Thursday, October 30, 2008

Looking up Data in P2P Systems

This article gives a brief introduction to some of the difficulties of P2P computing. It does first list the attractive reasons for P2P systems, including fault tolerant because of its decentralized nature. The challenge of course is how to efficiently use the distributed system. The article specifically talks about the look up problem of trying to find data in this huge distributed system. A broad range of techniques are evaluated and compared to each other, and briefly explained. All of them are based on a distributed hash table. These include the Chord skiplist like routing, tree-like routing, and a multi-dimension routing.

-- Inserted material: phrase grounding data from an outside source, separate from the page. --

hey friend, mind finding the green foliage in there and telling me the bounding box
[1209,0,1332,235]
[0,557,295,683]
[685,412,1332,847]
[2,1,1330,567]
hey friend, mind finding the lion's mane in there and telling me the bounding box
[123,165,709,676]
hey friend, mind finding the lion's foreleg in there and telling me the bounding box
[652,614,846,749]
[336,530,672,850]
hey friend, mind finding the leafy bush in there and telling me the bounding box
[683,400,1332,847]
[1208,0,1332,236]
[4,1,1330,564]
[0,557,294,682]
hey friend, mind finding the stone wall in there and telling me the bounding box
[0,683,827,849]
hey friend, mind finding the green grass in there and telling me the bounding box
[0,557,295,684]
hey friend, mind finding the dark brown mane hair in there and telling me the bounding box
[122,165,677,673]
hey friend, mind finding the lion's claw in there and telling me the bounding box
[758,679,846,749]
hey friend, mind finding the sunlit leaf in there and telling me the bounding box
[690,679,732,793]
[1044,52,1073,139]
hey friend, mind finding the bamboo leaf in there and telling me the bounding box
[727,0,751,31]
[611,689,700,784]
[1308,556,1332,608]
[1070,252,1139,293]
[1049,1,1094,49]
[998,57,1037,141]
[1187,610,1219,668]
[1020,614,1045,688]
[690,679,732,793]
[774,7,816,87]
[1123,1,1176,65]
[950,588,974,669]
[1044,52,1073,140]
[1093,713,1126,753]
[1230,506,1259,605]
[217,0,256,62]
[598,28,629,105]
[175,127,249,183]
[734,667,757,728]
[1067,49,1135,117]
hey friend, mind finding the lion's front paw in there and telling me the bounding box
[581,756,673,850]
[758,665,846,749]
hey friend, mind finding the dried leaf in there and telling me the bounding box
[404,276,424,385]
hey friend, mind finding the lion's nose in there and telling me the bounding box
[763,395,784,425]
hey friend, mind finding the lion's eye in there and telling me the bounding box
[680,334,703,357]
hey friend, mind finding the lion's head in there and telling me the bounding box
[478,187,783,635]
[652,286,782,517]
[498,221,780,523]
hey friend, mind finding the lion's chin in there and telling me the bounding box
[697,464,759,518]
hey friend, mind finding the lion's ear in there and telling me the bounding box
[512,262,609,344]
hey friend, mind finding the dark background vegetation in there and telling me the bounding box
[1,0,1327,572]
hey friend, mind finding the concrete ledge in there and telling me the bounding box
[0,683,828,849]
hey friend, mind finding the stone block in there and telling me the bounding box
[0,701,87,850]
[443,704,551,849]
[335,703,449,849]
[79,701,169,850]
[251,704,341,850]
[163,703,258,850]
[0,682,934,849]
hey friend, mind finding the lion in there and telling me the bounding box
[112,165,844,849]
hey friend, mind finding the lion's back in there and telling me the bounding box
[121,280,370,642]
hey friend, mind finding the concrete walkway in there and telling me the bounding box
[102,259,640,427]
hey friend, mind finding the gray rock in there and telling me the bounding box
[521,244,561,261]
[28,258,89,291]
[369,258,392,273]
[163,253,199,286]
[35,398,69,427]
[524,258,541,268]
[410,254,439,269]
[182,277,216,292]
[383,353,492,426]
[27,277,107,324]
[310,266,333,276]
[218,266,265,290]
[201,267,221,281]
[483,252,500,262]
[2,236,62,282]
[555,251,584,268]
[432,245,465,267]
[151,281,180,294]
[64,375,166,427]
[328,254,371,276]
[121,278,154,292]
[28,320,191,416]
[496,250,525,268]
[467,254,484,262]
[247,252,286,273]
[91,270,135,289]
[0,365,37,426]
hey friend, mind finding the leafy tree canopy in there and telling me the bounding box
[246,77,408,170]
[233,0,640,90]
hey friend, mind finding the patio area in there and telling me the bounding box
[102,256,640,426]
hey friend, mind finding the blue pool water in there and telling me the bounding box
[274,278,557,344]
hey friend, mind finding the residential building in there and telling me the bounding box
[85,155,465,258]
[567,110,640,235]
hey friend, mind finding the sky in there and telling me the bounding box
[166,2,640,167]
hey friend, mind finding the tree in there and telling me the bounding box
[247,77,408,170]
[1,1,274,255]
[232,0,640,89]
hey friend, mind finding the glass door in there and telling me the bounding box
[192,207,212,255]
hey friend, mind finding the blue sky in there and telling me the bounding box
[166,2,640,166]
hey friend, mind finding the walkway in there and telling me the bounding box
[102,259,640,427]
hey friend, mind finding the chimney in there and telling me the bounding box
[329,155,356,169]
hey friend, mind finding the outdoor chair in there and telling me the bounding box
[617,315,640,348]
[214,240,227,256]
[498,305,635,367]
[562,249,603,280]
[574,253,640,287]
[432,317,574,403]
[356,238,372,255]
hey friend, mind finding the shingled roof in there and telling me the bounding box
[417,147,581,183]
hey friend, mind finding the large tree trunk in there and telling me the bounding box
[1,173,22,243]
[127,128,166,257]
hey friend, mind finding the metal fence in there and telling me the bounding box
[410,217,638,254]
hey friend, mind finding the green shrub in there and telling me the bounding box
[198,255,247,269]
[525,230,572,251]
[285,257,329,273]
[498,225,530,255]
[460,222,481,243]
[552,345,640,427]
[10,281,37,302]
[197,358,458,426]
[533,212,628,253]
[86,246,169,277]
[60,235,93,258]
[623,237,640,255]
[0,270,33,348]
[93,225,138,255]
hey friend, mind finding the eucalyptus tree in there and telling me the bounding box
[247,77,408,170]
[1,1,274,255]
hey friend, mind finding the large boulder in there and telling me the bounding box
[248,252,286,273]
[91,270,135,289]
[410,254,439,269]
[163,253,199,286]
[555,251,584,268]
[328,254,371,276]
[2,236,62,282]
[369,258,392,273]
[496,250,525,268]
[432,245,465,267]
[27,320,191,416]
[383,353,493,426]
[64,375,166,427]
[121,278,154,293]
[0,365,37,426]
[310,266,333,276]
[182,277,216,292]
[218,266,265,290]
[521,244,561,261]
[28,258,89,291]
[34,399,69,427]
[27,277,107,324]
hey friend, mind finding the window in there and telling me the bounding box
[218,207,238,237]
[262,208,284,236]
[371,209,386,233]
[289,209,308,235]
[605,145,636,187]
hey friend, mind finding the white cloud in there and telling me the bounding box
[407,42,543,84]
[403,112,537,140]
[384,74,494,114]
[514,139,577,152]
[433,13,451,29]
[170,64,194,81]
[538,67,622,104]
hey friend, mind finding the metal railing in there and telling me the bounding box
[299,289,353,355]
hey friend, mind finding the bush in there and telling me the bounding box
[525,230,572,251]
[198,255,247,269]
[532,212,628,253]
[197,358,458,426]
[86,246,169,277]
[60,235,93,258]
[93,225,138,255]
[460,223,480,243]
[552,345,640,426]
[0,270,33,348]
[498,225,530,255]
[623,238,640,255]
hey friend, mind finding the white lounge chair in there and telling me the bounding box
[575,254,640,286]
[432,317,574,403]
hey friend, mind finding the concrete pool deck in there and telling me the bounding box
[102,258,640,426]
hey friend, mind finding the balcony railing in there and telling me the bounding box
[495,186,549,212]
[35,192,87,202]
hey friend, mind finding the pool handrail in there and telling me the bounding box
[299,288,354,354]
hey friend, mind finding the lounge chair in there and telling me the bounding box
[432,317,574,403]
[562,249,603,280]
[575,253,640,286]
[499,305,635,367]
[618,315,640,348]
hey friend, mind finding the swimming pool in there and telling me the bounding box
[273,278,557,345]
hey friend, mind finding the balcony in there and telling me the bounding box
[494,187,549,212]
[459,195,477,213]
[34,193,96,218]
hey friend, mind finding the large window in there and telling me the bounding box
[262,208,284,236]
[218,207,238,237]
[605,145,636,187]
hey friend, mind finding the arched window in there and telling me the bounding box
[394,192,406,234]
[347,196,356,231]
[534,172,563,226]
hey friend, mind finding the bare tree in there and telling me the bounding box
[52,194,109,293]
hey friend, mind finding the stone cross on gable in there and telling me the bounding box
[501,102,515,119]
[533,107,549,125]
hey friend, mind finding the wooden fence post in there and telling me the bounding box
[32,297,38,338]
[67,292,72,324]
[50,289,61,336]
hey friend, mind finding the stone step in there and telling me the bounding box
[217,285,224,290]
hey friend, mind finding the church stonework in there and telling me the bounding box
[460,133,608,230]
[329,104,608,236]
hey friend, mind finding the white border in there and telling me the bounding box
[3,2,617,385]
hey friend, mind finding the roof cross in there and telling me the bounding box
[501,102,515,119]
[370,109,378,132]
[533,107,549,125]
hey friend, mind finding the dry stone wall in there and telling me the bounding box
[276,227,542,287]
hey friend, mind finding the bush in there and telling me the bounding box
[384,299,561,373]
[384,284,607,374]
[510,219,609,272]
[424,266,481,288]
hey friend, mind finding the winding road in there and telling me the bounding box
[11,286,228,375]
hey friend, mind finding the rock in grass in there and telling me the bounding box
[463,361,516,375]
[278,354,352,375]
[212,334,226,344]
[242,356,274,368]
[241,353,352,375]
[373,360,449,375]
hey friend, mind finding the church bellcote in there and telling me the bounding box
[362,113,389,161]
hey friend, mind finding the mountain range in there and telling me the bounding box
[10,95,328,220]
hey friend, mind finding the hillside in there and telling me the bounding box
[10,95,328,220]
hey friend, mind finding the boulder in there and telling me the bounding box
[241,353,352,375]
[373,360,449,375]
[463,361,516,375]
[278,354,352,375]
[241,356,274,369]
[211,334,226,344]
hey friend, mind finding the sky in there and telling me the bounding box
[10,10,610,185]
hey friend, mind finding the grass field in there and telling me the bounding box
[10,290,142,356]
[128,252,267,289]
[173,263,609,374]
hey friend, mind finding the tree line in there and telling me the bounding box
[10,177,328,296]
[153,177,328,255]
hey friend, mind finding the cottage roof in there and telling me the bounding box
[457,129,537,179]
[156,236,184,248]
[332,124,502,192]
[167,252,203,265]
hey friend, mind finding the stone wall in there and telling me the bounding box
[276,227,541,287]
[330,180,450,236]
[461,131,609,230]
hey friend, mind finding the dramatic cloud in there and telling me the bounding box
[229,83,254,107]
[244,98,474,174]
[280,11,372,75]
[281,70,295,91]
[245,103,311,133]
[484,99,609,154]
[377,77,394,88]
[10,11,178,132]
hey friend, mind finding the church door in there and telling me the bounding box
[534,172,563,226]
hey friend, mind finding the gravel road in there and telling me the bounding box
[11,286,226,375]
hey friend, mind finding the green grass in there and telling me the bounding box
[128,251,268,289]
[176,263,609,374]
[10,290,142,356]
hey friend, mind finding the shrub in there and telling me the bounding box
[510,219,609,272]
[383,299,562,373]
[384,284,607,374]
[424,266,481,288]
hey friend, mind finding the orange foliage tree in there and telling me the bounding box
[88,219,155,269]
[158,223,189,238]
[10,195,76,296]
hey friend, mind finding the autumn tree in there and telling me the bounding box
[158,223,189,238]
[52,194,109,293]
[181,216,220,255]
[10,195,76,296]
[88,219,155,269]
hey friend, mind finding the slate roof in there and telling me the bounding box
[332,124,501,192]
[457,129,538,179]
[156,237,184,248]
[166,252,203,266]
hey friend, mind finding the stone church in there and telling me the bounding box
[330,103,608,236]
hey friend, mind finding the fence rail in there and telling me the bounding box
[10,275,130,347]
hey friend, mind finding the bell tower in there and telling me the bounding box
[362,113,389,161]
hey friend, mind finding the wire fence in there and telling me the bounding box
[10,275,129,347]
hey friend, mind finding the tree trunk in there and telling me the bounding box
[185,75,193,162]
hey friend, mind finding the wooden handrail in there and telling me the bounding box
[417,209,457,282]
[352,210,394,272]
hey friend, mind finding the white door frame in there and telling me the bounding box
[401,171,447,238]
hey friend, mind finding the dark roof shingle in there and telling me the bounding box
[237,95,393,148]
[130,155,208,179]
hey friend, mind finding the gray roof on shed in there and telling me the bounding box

It's hard to determine which routing method is the best, as the summary of the article lists several open questions about the fault tolerance, routing, and security behaviors for malicious nodes. In the article, it does acknowledge the fact that most people directly associate p2p applications with illegal file sharing, including napster or KaZaa. The paper mentions that there are other applications, but i'm not sure if i can think of any off the top of my head...

1 comment:

Matei Zaharia said...

One interesting place where peer-to-peer concepts are used is in data centers. For example, Amazon's Dynamo key-value store roughly resembles Chord (except every node knows about pretty much every other node). Other than that, file downloads are pretty much the only thing they're used for.. centralization just works better for anything that's not absolutely mission-critical.